A CT scan and MRI of the head is done to check the condition of the brain and to rule out other causes of abnormal behavior. A spinal tap may be performed to rule out meningitis and encephalitis. To look for fatty acid oxidation disorder and metabolic disorder, a skin biopsy may be done.
There is no cure for Reye’s syndrome, but early treatment can help facilitate a successful recovery. Treatment for RS begins with admitting the patient to intensive care, where their fluids, electrolyte balance, nutrition, brain activity, blood pressure, and cardio-respiratory status are closely monitored.
A small amount of insulin may be administered to improve the patient's glucose metabolism. If there is brain swelling, corticosteroids will be prescribed along with diuretics, which decrease fluids. Anti-seizure medication may be given to prevent seizures, and vitamin K is prescribed to improve blood clotting. In serious cases, surgery may be required to reduce pressure in the brain. Patients can survive a serious bout of RS, but sometimes with permanent brain damage.

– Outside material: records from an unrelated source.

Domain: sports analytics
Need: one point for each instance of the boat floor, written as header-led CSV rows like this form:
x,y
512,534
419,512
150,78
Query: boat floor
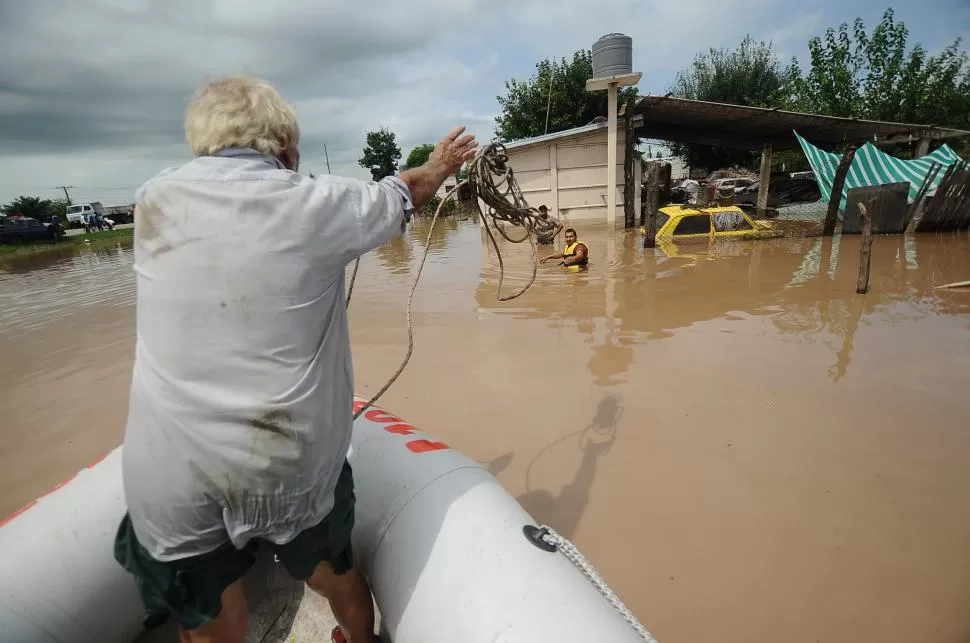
x,y
280,610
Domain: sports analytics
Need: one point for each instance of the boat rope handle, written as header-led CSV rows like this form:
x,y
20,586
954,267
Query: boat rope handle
x,y
493,183
551,537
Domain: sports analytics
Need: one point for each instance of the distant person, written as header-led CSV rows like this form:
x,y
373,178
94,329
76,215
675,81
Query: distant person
x,y
574,254
241,404
546,238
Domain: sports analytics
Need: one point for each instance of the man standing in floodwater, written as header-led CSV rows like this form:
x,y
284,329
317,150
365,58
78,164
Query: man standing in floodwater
x,y
240,413
547,237
575,252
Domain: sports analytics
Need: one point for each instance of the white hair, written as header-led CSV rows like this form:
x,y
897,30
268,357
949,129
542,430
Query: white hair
x,y
240,111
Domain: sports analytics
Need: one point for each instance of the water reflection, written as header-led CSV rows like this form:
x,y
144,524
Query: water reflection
x,y
763,401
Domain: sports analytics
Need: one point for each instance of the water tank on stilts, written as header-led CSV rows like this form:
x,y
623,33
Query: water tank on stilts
x,y
612,55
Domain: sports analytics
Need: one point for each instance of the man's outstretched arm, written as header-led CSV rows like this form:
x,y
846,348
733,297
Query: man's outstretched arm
x,y
445,160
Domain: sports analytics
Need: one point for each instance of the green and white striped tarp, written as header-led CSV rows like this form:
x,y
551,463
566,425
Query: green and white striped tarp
x,y
872,166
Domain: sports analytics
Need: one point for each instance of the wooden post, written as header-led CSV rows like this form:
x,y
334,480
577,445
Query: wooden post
x,y
865,250
629,214
835,199
910,223
765,180
923,147
651,204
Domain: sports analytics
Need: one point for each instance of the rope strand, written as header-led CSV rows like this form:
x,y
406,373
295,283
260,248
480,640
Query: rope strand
x,y
493,183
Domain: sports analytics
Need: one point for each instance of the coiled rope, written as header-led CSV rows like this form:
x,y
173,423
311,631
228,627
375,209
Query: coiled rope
x,y
567,549
493,185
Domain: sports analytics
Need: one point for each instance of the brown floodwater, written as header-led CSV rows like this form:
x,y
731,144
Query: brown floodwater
x,y
746,449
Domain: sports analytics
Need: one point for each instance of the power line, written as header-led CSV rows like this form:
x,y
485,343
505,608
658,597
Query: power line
x,y
66,194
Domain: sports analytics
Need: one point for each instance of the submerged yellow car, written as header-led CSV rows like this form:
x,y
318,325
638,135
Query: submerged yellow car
x,y
686,223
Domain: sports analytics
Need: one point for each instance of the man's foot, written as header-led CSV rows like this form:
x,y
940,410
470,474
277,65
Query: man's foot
x,y
337,636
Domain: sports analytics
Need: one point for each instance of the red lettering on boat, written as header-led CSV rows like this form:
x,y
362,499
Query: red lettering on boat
x,y
423,446
400,429
382,417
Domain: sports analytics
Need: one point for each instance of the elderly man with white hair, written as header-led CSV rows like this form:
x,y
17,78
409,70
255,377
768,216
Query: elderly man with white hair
x,y
241,400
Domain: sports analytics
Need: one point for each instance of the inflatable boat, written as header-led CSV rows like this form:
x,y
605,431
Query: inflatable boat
x,y
450,555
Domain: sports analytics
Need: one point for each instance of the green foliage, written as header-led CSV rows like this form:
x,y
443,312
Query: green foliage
x,y
381,154
877,75
749,75
524,105
419,155
35,207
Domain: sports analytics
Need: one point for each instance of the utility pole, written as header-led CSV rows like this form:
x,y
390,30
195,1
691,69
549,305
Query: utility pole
x,y
65,188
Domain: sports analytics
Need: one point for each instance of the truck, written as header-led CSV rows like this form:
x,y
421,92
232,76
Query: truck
x,y
76,213
118,213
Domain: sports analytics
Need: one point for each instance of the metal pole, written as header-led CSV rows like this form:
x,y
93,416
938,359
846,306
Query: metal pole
x,y
552,72
611,156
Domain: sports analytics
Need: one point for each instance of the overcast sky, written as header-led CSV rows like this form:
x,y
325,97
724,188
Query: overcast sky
x,y
92,92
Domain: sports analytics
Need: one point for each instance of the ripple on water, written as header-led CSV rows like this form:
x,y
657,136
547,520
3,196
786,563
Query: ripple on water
x,y
47,290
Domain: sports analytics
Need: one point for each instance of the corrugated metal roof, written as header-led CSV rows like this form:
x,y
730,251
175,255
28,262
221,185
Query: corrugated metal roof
x,y
694,121
568,133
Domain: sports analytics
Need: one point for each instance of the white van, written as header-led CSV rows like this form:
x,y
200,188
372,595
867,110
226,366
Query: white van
x,y
77,213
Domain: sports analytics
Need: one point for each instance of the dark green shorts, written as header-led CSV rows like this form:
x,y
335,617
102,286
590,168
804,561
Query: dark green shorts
x,y
191,588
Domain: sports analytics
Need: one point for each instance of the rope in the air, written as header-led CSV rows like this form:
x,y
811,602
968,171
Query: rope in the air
x,y
493,186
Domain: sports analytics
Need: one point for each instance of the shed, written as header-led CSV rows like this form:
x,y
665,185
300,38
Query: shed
x,y
565,171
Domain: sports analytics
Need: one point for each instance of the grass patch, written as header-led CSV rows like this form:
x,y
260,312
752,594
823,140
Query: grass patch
x,y
77,243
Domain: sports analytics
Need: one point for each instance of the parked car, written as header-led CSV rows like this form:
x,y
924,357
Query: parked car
x,y
77,214
737,183
25,229
782,190
684,223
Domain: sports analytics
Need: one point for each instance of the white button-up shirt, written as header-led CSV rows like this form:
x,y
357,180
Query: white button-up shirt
x,y
241,398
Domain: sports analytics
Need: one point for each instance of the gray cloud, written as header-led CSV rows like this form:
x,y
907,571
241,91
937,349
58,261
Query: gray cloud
x,y
92,92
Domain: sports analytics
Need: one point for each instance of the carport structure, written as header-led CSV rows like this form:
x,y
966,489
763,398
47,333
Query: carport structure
x,y
768,129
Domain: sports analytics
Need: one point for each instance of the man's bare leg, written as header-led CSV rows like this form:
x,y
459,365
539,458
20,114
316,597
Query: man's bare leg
x,y
350,600
231,624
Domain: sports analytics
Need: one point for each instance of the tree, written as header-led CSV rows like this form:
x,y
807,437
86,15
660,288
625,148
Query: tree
x,y
419,155
877,75
750,76
381,154
524,104
35,207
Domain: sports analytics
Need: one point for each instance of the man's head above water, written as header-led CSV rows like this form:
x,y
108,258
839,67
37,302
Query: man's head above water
x,y
242,111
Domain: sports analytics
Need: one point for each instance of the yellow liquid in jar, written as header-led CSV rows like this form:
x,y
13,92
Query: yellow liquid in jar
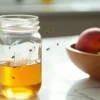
x,y
20,81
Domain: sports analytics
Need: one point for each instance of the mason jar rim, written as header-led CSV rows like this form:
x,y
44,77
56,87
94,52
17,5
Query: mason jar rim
x,y
19,16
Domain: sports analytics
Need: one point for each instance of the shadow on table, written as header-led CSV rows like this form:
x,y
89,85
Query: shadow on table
x,y
34,98
85,89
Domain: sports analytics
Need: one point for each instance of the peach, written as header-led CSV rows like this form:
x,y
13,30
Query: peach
x,y
89,41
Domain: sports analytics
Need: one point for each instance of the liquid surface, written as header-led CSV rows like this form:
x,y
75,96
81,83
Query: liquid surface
x,y
20,81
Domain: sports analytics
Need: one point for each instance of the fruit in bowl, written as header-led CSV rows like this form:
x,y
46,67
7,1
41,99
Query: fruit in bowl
x,y
89,41
84,54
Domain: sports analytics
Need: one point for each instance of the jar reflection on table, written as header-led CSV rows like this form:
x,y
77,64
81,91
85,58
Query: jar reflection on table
x,y
20,50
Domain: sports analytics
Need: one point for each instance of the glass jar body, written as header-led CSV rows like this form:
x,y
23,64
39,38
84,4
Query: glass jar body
x,y
20,62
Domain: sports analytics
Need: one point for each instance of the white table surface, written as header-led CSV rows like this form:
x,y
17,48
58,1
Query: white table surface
x,y
61,79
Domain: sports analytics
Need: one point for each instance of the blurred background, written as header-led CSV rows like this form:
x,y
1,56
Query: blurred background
x,y
65,17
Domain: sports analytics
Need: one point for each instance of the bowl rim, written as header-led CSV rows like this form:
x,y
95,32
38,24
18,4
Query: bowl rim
x,y
71,48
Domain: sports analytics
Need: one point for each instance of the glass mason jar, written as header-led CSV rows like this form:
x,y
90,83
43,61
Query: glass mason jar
x,y
20,56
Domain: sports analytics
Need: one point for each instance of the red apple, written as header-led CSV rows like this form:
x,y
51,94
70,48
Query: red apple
x,y
89,41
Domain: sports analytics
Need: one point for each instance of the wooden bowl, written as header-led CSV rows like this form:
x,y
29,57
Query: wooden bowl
x,y
87,62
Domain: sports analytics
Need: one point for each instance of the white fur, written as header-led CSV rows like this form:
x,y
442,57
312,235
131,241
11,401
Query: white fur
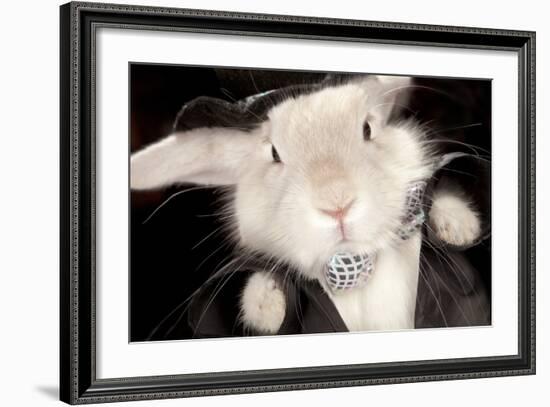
x,y
326,163
262,304
453,219
387,301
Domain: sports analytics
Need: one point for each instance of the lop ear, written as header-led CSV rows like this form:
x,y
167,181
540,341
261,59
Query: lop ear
x,y
212,156
392,94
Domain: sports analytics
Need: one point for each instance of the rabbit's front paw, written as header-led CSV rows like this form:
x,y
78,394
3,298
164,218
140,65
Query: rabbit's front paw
x,y
263,304
453,220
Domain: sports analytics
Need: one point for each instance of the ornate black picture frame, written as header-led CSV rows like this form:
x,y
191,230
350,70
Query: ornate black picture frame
x,y
78,381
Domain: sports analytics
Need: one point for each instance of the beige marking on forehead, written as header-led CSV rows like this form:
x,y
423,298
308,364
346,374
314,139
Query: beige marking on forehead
x,y
320,120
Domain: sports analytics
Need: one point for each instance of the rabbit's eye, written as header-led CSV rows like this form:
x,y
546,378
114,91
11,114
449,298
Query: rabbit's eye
x,y
366,131
275,154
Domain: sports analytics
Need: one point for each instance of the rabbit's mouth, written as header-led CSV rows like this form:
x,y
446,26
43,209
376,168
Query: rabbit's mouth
x,y
348,268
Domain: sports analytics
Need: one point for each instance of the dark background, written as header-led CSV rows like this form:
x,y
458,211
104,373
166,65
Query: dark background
x,y
176,249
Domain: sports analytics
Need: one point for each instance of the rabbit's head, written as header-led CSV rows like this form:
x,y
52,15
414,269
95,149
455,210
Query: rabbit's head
x,y
326,171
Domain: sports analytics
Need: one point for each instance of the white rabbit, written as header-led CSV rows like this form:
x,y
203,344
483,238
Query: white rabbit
x,y
326,172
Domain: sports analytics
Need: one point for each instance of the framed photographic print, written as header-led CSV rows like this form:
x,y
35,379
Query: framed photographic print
x,y
257,203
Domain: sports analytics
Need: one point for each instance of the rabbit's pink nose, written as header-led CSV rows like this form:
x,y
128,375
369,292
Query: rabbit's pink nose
x,y
340,212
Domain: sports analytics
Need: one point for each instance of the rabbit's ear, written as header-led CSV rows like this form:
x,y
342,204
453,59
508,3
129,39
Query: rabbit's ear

Reye’s syndrome can be prevented: do not give aspirin to children and teens.
Awareness concerning the connection between Reye’s syndrome and aspirin has greatly reduced the number of RS cases. However, every year, cases of RS still occur.
There are a few, very rare cases where aspirin, antacids, or other medicines containing salicylates are prescribed to children and teens; However, this should only occur when advised to by a doctor and the child remains under the doctor’s close medical supervision.